The KHN story said some of the health centers with large surpluses make most of their money from sales of 340B-purchased drugs. It said the drug discount program lets health centers buy medicines at deep discounts, bill insurers at a higher rate, and keep the difference. “Clinics can reduce the out-of-pocket costs for patients but are not required to,” the article said.

NACHC’s Response

NACHC called the article “grossly inaccurate” in an Aug. 12 letter to The Washington Post. The association gave 340B Report a copy of its letter.

The nine health centers singled out by KHN are less than 1% of the nearly 1,400 health centers nationally, NACHC said. “Framing an argument on a cherry-picked handful of health centers … may generate a compelling headline, but also skews the facts.” 

“Most health centers are operating on thin margins,” NACHC said. “Health centers’ financial reserves are not secreted away, but rather are regularly reported, publicly available for scrutiny and subjected to annual fiscal audits.
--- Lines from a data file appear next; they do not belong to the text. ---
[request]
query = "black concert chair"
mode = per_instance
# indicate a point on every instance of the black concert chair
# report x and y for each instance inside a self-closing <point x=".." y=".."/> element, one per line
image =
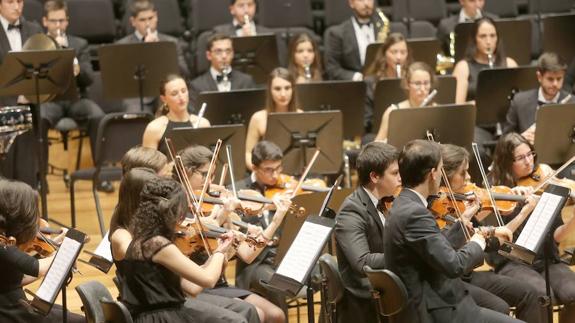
<point x="332" y="289"/>
<point x="117" y="133"/>
<point x="91" y="293"/>
<point x="389" y="292"/>
<point x="115" y="312"/>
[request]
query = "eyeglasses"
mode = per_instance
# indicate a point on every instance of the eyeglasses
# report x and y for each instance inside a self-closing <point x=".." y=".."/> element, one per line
<point x="419" y="84"/>
<point x="270" y="170"/>
<point x="519" y="158"/>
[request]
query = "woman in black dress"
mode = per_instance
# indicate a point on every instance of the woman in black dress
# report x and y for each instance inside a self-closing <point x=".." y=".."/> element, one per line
<point x="19" y="220"/>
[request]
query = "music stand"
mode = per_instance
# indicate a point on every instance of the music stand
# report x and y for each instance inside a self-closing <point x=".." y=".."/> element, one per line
<point x="556" y="29"/>
<point x="555" y="133"/>
<point x="389" y="91"/>
<point x="256" y="55"/>
<point x="299" y="134"/>
<point x="37" y="73"/>
<point x="345" y="96"/>
<point x="233" y="107"/>
<point x="421" y="49"/>
<point x="136" y="70"/>
<point x="496" y="88"/>
<point x="449" y="124"/>
<point x="234" y="135"/>
<point x="515" y="33"/>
In some cases, if allowable, these extra dollars go toward new site expansions, increased staffing, or expanded services to address identified unmet needs in an underserved community.”

NACHC also said the article “amplifies misconceptions” about 340B. “By law, any and all health center savings resulting from that program must be re-invested in patient care,” it said.
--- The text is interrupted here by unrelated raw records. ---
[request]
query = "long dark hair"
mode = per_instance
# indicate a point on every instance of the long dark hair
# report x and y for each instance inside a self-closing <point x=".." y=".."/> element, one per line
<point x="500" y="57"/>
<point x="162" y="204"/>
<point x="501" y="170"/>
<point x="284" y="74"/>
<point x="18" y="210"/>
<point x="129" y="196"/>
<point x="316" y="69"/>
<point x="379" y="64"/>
Focus on Genesis Health Care

KHN’s article begins and ends with South Carolina-based Genesis Health Care and its CEO and general counsel, Tony Megna. Genesis successfully contested its dismissal from 340B in 2018 over audit findings that it dispensed 340B drugs to ineligible patients. A federal appeals court held last month that Genesis has the right to seek a lower court order that could expand the 340B patient definition dramatically.
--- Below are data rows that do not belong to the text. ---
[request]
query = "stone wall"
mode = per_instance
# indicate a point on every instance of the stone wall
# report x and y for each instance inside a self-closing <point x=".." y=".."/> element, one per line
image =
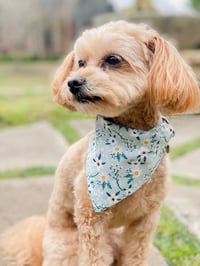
<point x="184" y="29"/>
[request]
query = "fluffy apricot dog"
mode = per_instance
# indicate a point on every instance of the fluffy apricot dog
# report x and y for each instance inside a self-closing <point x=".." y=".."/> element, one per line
<point x="109" y="186"/>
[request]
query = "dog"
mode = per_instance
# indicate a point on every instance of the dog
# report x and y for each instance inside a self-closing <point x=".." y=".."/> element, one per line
<point x="109" y="186"/>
The article said Genesis “benefits financially” from participation in 340B and that drug sales provide the bulk of its revenue.

“Those sales helped Genesis record a $19 million surplus on $52 million in revenue—a margin of 37%—in 2021, according to its audited financial statement,” the story said. “It was the fourth consecutive year the center’s surpluses had topped 35%, the records showed.”

“Most of Genesis’ revenue comes from the 340B program,” the article said.

“Genesis attributes its large margins to excellent management and says it needs the money to expand and modernize services while being less reliant on government funding,” the article said. “Still, Genesis’ hefty surplus stands out.”

“Megna was paid nearly $877,000 in salary and bonuses in 2021, according to Genesis’ latest IRS tax filing, an amount nearly four times the industry average,” the article said. The chair-elect of the Genesis board told KHN “that part of that compensation made up for several years when Megna was inadvertently underpaid,” the article said. KHN said Megna said his base salary is $503.000.

Three other health centers are profiled in the article. It does not say what their leaders are paid.

In response to a request for comment about the article, Megna said, “We ask, why is there an implication that surplus funds come at the expense of our mission? Many nonprofits have surpluses and/or substantial bank accounts. There is nothing wrong with good fiscal management. The wrong comes from spending the funds for something other than what supports our mission. Numerous required audits over the years have proven that Genesis does use funds appropriately.”

“Rather than lauding the health centers that are successful, this article implies there is something nefarious about their success, which is not in line with good journalism,” Megna said.